Le terme cybersécurité est employé de plus en plus souvent, de quoi parle-t-on exactement ?

Qu’il s’agisse d’ordinateurs, de tablettes, d’objets connectés, de réseaux informatiques ou de télécommunications, toutes ces nouvelles technologies dont nous sommes de plus en plus dépendants envahissent notre société, notre économie et l’ensemble de nos activités. Cette dépendance comporte des risques accrus qui doivent être appréhendés. Cette prise en compte repose autant sur des actions de prévention que sur une capacité de réaction. Soit un ensemble de réponses à la fois techniques, organisationnelles et méthodologiques. Il y a une réelle prise de conscience de l’aspect stratégique de ces questions et un engagement de l’Etat français sur les réponses à apporter.

 

Les collectivités sont-elles vulnérables ?

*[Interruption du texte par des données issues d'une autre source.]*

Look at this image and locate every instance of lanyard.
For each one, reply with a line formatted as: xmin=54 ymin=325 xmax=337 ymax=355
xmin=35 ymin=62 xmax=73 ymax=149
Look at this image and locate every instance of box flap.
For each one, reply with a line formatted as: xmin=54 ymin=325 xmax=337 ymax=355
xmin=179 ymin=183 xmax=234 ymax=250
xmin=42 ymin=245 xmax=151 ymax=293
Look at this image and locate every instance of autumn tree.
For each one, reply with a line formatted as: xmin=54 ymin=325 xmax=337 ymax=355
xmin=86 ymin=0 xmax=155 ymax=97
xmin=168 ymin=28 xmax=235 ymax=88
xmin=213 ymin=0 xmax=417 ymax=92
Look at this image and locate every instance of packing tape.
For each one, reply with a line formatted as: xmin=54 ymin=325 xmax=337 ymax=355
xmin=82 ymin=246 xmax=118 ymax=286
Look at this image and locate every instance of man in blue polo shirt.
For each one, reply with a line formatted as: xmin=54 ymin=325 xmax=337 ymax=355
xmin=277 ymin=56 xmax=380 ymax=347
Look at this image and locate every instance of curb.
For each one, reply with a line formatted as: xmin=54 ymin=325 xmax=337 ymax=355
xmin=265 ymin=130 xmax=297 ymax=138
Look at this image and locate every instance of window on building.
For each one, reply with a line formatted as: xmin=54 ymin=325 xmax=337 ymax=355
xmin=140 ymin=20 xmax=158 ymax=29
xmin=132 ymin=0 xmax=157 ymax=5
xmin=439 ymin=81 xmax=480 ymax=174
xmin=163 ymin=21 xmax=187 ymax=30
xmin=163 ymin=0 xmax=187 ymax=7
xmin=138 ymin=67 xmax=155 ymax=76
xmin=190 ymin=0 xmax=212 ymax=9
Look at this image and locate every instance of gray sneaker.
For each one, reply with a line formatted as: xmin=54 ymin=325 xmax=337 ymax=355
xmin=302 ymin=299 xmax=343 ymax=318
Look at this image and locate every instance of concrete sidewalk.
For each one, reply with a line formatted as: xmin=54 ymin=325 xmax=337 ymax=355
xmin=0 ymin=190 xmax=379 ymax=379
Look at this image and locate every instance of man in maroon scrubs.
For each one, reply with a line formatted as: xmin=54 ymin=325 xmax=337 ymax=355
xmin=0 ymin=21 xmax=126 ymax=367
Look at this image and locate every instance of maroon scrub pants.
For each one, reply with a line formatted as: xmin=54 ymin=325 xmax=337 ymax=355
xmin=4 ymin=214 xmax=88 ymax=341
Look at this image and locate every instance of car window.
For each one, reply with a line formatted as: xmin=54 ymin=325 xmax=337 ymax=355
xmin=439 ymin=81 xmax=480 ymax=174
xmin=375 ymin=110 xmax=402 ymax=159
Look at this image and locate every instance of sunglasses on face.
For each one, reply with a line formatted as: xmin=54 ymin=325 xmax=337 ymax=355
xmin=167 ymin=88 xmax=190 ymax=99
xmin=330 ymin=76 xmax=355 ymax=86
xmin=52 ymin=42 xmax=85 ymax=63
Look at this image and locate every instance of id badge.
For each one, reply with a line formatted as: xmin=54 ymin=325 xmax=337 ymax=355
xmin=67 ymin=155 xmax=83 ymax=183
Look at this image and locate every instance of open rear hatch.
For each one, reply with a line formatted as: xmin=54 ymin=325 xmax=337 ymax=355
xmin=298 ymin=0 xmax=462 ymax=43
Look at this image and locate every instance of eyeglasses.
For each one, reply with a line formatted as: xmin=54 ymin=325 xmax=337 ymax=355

Nous sommes tous vulnérables. Les collectivités locales le sont aussi tout comme les petites et les grandes entreprises, les grands groupes et les administrations centrales. En partie parce qu’un certain nombre d’entre elles ne peuvent se permettre d’avoir une direction des services d’information pléthorique, avec des spécialistes de la sécurité. Souvent, leur taille modeste ou leurs missions ne justifient pas de disposer de personnes consacrées spécifiquement à ces activités.

De même, les collectivités ne sont pas toutes égales en termes d’exposition. Certaines sont évidemment plus visibles, plus exposées, plus intéressantes pour les attaquants potentiels. Il faut être conscient que chacun d’entre nous détient des données potentiellement intéressantes puisque toute donnée possède une valeur marchande aujourd’hui. C’est une évolution fondamentale. Des acteurs malveillants peuvent être tentés de les capturer pour en faire des exploitations diverses.

 

Concrètement, quels sont les risques auxquels les collectivités s’exposent si elles ne protègent pas leurs systèmes d’information ?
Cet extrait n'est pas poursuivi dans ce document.